И здесь Русинов услышал от Авеги вторую, после его деревянной ложки, просьбу:
— Принеси мне хлеб-соль.
Хлеб для Авеги выпекали специально пресный — круглые ржаные булки, ибо это была его основная пища. Русинов пошёл на кухню, положил на поднос хлеб и, когда поставил сверху солонку, неожиданно понял символ этого древнего славянского подношения: хлеб означал землю, соль — солнце. Землю и солнце выносили дорогим гостям!
Сколько же тысячелетий было этому обычаю?!
Сочетание земли и солнца — АРА, и народы, почитавшие их, назывались ариями…
Вот почему пахать ниву — значит АРАТЬ. Так первоначально звучало это слово ещё недавно, в литературе четырнадцатого века. Арать — добывать хлеб и соль, землю и солнце. Вот почему так неистребим этот обычай, хотя изначальный символ его давно забыт.
Но откуда у него, рождённого и воспитанного в христианском православном духе, образованного и просвещённого человека, эти знания и древняя вера — солнцепоклонничество — к-РА-молие? Причём не формальное, не от ума, а, судя по физическому состоянию перед затмением, глубоко и гармонично вписанное в его природу и существо?
Перед рассветом Авега немного оживился, но, истерзанный ночной болезнью, едва встал, чтобы встретить солнце. А через два с небольшим часа после рассвета началось затмение. Авега уже лежал пластом, держа у себя на груди хлеб-соль. Русинов тоже почувствовал недомогание, учащённо билось сердце, и появилось загрудинное жжение, обычное для ишемии. Кардиолог через каждые десять минут снимал кардиограмму — у Авеги, по сути, было предынфарктное состояние. Когда же чёрная тень целиком накрыла солнце и за окнами наступили прохладные сумерки, врач сделал Авеге укол.

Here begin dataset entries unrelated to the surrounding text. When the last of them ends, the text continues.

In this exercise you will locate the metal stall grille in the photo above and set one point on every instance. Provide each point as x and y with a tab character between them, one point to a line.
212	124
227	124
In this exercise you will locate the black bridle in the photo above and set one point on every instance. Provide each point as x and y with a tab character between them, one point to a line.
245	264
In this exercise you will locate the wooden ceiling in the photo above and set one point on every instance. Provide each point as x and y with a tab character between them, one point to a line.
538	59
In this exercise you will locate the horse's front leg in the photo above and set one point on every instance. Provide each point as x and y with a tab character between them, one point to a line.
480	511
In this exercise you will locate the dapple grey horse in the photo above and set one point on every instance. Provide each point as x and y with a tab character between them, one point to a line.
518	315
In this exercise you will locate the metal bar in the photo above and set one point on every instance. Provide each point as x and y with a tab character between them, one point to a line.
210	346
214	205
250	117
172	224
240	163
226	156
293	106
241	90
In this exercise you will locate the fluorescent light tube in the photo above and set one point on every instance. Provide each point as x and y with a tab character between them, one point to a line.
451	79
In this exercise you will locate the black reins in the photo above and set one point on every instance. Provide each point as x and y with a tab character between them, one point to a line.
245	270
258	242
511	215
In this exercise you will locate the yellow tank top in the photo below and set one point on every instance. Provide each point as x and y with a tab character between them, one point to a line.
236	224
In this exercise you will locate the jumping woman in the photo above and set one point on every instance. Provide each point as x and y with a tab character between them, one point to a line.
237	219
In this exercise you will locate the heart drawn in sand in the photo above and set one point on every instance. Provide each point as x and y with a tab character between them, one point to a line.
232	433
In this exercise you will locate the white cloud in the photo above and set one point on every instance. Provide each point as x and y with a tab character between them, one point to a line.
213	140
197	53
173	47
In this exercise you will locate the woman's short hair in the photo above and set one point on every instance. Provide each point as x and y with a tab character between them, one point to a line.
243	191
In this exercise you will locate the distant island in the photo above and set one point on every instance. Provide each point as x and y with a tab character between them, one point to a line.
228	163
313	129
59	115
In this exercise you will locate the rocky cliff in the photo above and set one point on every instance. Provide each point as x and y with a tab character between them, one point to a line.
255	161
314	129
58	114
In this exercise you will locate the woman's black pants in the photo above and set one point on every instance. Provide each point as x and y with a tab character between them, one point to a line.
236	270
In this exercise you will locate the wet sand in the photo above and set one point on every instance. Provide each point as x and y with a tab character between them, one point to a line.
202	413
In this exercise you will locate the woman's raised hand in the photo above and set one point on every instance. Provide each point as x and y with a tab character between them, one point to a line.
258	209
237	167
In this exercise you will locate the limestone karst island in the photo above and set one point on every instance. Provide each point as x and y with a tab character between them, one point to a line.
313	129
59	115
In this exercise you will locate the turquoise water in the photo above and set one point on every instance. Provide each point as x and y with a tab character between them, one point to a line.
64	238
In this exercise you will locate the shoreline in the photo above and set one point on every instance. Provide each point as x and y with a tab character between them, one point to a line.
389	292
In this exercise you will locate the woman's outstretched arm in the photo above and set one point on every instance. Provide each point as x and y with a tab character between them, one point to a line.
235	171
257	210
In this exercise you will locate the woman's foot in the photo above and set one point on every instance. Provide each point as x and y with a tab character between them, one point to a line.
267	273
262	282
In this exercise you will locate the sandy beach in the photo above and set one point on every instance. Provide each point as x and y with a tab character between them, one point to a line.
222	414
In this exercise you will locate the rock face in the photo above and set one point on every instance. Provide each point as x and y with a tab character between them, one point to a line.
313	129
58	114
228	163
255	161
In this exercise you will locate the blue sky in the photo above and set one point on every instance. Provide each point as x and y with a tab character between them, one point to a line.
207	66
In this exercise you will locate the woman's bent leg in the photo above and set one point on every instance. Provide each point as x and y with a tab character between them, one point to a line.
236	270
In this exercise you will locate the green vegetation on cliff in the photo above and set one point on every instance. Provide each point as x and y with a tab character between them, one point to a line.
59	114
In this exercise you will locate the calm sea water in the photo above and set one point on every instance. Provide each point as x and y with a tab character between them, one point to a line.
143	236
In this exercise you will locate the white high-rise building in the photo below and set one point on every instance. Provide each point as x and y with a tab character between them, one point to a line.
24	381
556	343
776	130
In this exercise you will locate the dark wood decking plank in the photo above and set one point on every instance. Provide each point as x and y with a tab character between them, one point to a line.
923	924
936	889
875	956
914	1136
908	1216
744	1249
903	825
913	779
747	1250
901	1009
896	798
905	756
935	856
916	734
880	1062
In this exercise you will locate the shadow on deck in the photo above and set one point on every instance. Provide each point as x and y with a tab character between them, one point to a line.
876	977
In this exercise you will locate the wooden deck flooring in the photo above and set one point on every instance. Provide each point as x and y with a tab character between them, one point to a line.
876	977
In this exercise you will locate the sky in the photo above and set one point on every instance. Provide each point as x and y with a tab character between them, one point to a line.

— Надо отправлять в реанимацию, — сказал он Русинову. — Дело плохо.
— Отправляйте, — решил тот. — Я поеду с ним… У меня тоже сердце пошаливает…
Наблюдая за Авегой, он лишь изредка глядел на солнце и не заметил, когда тень переместилась и брызнули первые лучи. Пока врачи «скорой помощи» пробились через ворота Института, а затем в здание лаборатории, на небе уже сияла лучистая корона.
— Это не мой срок! — неожиданно крепким голосом сказал Авега и, срывая с себя провода датчиков, встал с хлебом и солью в руках. Он торжествовал! Это мгновенное его исцеление повергло в шок сначала видавшего виды кардиолога, затем и бригаду «скорой». Авега сам растворил окно и стоял в позе встречи солнца, радостно дыша полной грудью.